TREAD: Token Routing for Efficient Architecture-Agnostic Diffusion Training

30 fzliu 5 8/18/2025, 5:29:16 PM arxiv.org ↗

Comments (5)

platers · 2h ago
I'm struggling to understand where the gains are coming from. What is the intuition for why DiT training was so inefficient?
joshred · 2h ago
This is the high-level explanation of the simplest diffusion architecture. The model trains by taking an image and iteratively adding noise to the image until there is only noise. Then they take that sequence of noisier and noisier images and they reverse it. The result is that they start with only noise, and they predict the removal of noise at step until they get to the final step (which should be the original image (or training input)).

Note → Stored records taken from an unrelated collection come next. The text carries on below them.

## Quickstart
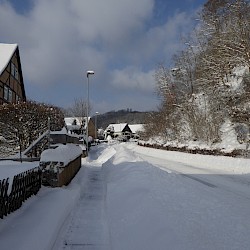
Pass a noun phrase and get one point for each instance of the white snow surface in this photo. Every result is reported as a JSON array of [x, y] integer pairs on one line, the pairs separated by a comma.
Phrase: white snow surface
[[153, 199], [6, 52]]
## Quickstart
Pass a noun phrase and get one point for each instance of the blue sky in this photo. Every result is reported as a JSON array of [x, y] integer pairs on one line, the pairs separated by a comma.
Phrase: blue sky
[[122, 41]]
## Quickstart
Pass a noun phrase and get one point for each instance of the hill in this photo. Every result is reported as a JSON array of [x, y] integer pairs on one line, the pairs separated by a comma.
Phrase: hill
[[121, 116]]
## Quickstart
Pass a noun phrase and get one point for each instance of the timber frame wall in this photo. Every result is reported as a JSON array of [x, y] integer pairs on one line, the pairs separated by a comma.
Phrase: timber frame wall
[[11, 81]]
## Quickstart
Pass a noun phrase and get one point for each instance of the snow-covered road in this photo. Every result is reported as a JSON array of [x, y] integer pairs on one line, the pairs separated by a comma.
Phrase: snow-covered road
[[130, 197]]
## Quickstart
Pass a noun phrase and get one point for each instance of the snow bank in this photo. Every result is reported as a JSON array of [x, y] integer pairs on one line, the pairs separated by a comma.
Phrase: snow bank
[[63, 153]]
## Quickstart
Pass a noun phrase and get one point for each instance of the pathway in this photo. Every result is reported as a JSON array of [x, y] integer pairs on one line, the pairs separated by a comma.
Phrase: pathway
[[87, 227]]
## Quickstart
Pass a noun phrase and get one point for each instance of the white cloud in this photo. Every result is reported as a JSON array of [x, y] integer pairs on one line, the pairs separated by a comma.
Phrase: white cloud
[[134, 79], [60, 39]]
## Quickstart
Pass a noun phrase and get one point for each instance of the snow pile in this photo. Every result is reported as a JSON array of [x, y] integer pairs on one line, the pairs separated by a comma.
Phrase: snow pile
[[63, 153], [148, 208]]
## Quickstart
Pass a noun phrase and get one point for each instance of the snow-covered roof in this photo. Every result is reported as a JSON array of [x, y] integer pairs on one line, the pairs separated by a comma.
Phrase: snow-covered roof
[[69, 122], [117, 127], [6, 52], [135, 128]]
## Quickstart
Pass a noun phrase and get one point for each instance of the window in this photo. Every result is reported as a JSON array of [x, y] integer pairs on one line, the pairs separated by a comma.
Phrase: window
[[6, 90], [14, 71], [10, 95]]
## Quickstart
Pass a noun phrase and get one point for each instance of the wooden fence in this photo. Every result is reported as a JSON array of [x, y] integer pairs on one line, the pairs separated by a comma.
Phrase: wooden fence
[[24, 185]]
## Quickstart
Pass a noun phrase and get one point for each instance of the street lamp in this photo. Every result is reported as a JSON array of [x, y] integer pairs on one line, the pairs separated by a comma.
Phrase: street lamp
[[89, 72], [96, 114]]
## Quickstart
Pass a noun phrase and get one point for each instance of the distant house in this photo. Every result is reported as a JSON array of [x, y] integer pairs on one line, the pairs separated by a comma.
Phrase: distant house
[[136, 129], [78, 125], [120, 129], [11, 77]]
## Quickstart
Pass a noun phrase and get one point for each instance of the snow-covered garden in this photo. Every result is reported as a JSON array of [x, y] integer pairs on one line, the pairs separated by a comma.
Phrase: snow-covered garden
[[151, 199]]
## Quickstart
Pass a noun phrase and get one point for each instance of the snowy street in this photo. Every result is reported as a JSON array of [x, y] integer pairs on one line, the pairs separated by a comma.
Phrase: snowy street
[[130, 197]]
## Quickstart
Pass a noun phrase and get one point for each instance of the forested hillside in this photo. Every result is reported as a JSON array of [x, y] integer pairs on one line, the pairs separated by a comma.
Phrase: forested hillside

That process means they may require a hundred or more training iterations on a single image. I haven't digested the paper, but it sounds like they are proposing something conceptually similar to skip layers (but significantly more involved).

arjvik · 1h ago
Isn't this just Mixture-of-Depths but for DiTs?

If so, what are the DiT specific changes that needed to be made?

lucidrains · 1h ago
very nice, will have to try it out! this is the same research group from which Robin Rombach (of stable diffusion fame) originated from
earthnail · 2h ago
Wow, Ommer’s students never fail to impress. 37x faster for a generic architecture, ie no domain specific tricks. Insane.